Cumhurbaşkanı Erdoğan’dan ABD’ye güvenli bölge resti

A
A
A
Cumhurbaşkanı Erdoğan’dan ABD’ye güvenli bölge resti

Cumhurbaşkanı Recep Tayyip Erdoğan, Suriye’de oluşturulmak istenen güvenli bölge görüşmeleri ile ilgili, "Anlaşılan o ki müttefikimiz, bizim için değil terör örgütü için güvenli bölge oluşturmanın peşinde.

Cumhurbaşkanı Recep Tayyip Erdoğan, Suriye’de oluşturulmak istenen güvenli bölge görüşmeleri ile ilgili, "Anlaşılan o ki müttefikimiz, bizim için değil terör örgütü için güvenli bölge oluşturmanın peşinde. Eylül ayı bitmeden Fırat’ın doğusunda kendi askerlerimiz ile fiilen güvenli bölge oluşumunu başlatmamış olursak, artık kendi yolumuza gitmekten başka çaremiz kalmayacaktır. Bu iş öyle 3-5 helikopter uçuşu ile 5-10 araç devriyesi ile göstermelik, birkaç yüz askerin bölgede bulunmasıyla olacak bir iş değildir" dedi.

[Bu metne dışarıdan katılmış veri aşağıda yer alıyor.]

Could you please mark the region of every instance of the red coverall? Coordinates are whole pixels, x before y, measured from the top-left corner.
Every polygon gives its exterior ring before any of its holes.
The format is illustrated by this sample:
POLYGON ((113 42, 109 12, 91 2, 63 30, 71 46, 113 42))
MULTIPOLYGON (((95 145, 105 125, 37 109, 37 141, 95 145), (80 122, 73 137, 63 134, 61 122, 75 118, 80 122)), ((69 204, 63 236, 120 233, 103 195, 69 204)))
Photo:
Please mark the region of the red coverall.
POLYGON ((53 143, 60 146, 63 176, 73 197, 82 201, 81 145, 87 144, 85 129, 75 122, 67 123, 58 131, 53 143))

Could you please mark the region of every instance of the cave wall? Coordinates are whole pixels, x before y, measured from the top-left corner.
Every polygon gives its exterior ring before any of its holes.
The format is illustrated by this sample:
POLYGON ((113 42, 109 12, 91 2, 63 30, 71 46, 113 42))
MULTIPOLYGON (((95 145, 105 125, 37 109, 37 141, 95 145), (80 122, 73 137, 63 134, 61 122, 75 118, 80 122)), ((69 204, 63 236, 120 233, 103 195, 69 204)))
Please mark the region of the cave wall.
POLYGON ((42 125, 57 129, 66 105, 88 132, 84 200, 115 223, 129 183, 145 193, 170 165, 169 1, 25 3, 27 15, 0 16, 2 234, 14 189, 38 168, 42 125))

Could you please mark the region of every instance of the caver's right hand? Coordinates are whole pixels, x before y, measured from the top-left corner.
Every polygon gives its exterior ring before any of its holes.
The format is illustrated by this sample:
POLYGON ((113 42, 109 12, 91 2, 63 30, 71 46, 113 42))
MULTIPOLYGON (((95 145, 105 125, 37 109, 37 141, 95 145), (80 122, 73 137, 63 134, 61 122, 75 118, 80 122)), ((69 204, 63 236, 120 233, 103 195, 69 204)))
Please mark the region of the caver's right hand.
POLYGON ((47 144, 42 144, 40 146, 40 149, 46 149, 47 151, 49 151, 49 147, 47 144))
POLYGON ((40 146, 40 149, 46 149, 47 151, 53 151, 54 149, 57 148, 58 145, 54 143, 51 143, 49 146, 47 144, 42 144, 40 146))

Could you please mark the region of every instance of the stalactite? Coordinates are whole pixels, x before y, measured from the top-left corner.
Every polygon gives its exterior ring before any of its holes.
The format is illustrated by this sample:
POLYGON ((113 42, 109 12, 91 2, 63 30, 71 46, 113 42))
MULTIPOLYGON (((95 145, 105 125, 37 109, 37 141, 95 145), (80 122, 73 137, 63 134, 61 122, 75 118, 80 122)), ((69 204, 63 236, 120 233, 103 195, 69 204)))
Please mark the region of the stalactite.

Malatya’da hayata geçirilen yatırımların toplu açılış törenine katılan Cumhurbaşkanı Recep Tayyip Erdoğan, burada yaptığı konuşmada, Türkiye’nin komşularından Suriye ve Irak sınırının güven altına alındığını belirterek, İstanbul’da Rusya ve İran liderleri ile ilgili yapılacak olan 3’lü zirvede ise İdlip’teki katliamların bir kez daha gündeme taşıyacağını ifade etti. Erdoğan, "Şimdi bir kez daha çetin bir mücadelenin daha eşiğindeyiz. Ülkemizin Suriye sınırından Irak sınırı boyunca tümüyle kuşatmak için oynanan sinsi oyunu kısmen çökerttik. Suriye’nin kuzeyinin bir bölümü ile Irak sınırlarımızı önemli ölçüde güvenlik altına aldık. İdlip tarafında rejimin yeni katliamlarına engel olmak için Rusya ve İran ile birlikte yoğun çaba harcıyoruz. Bir sonraki haftanın başında İstanbul’da Rusya ve İran liderleri ile üçlü zirvede bu konuları bir kez daha ele alacağız" diye konuştu.

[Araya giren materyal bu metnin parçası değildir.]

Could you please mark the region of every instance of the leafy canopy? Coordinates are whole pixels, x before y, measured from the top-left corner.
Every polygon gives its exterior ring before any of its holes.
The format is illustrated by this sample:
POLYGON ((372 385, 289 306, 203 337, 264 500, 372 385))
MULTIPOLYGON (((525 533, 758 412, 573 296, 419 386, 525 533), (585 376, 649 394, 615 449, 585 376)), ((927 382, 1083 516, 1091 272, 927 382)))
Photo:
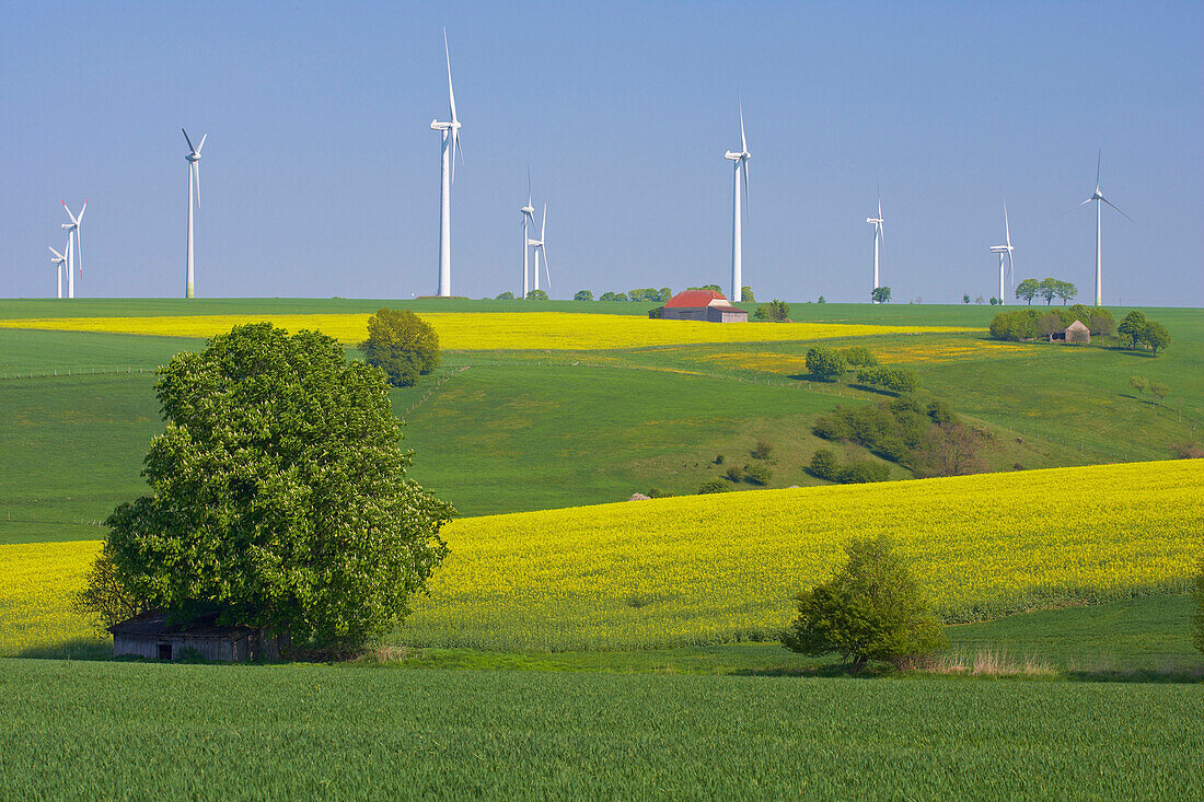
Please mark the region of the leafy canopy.
POLYGON ((809 655, 837 653, 862 668, 870 660, 902 666, 949 642, 915 576, 886 537, 856 538, 832 578, 795 596, 798 617, 783 644, 809 655))
POLYGON ((412 387, 439 366, 439 336, 408 309, 383 308, 368 318, 368 338, 360 343, 360 353, 394 387, 412 387))
POLYGON ((235 326, 159 371, 150 495, 106 521, 130 595, 355 650, 409 612, 454 509, 406 478, 384 375, 315 331, 235 326))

"Bizim için asıl tehdit ise Fırat’ın doğusundaki terör yapılanmasıdır"


Cumhurbaşkanı Recep Tayyip Erdoğan, Türkiye için en önemli tehdidin Fırat’ın doğusundaki terör örgütü olduğunu yineleyerek, güvenli bölge konusunda istenilen mesafe alınmaması nedeniyle ABD’ye tepki gösterdi. Erdoğan, "Bizim için asıl tehdit ise Fırat’ın doğusundaki terör yapılanmasıdır. Fırat’ın doğusundan başlayıp, Irak sınırına kadar uzanacak bir güvenli bölge oluşturmak için Amerika ile görüşme halindeyiz. Ancak bu konuda bizim istediklerimizle, onların kafalarındaki aynı şey olmadığını attığımız her adımda tekrar görüyoruz. Biz bölgede yuvalanan terör örgütünü tamamen kaldırmayı hedeflerken onlar terör örgütü ile bizi şekilde idare etmenin hesaplarını yapıyorlar. Anlaşılan o ki müttefikimiz, bizim için değil terör örgütü için güvenli bölge oluşturmanın peşinde. Böyle bir anlayışı reddediyoruz. Türkiye’nin güvenli bölge derken ne kastettiğini 2015 yılından beri tüm muhataplarımıza izah etti. Biz, DEAŞ ile birlikte PKK ve uzantılarından temizlenmiş bir alan oluşturmak. Ancak bu şekilde ülkemiz sokaklarında, Avrupa’da yada başka bir yerde yaşayan Suriyeli kardeşlerimizi böylelikle kendi evine dönüp, huzur ve güven içerisinde hayatlarını sürmelerini sağlayabiliriz. Aksi takdirde Suriyelilerin ülkelerine dönüşü mümkün olamaz. Hiç kimse terör örgütlerinin ve zalim rejimlerin altında yaşamaya mecbur bırakamaz. Ne Fırat’ın doğusunda ne de İdlip’te insanlık dışı böyle bir duruma fırsat vermeyeceğiz" ifadelerine kullandı.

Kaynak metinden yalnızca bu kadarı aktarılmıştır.